Review: Two Biographical Novels about Theodore Roosevelt for Middle Schoolers

I believe Fritz does a good job in capturing the reader's interest with her humorous and action-packed account of Theodore Roosevelt's life and accomplishments. But the book is more than plot and action. It is full of ideas.

For example, young Roosevelt had read that you could  conquer fear by acting as if you were not afraid. He decided this might also work in conquering unhappiness. When he was working through his grief after his father's death, he acted happy in the only way he knew how. He threw himself into activities he enjoyed. It helped somewhat as he grieved. 

One can learn much in this book about politics and how things are done in both the state and national governments. The chairman of the Republican party called "Teddy" a madman and a dam*ed cowboy when it appeared he might be nominated for Vice President. Any of that sound familiar? 

After William McKinley was assassinated and Roosevelt became president, his friends reminded him that McKinley had been the most dignified president ever, and they urged Roosevelt to act in a more dignified manner. They didn't like the way he dressed for his walks or the way he charged full steam ahead through his agenda and activities. Roosevelt decided he would continue to be himself. 

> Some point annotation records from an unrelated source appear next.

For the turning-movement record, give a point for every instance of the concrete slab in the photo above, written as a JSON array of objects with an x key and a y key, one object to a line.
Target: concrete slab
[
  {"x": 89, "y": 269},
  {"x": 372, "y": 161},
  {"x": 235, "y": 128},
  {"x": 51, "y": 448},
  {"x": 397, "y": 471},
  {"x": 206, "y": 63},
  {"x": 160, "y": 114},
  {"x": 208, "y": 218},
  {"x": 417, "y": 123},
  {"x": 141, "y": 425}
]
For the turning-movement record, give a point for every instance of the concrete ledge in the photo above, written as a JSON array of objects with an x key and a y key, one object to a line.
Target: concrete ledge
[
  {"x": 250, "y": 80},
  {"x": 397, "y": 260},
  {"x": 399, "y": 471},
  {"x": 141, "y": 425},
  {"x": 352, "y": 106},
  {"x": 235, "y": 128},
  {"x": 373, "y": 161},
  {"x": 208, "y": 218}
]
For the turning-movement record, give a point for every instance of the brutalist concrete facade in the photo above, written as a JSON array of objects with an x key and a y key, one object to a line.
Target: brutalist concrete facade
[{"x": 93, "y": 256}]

I would recommend this book to any middle school student who needs to read a biography of an American historical figure. It is entertaining and offers much insight into American politics and history. Even adults who don't want to work at reading history will learn much from this book. Find a more detailed review of the book here. 



Bully! by Ryan Stallings

In Bully! we meet exactly the same Teddy Roosevelt presented in Bully for You, Teddy Roosevelt. We just meet him in a different context. He enters the modern era as a transformed teddy bear to help a grieving father, Senator Paul Douglas, and his son Jamie, through a terrible time in their lives. Jamie had just lost his mother to cancer.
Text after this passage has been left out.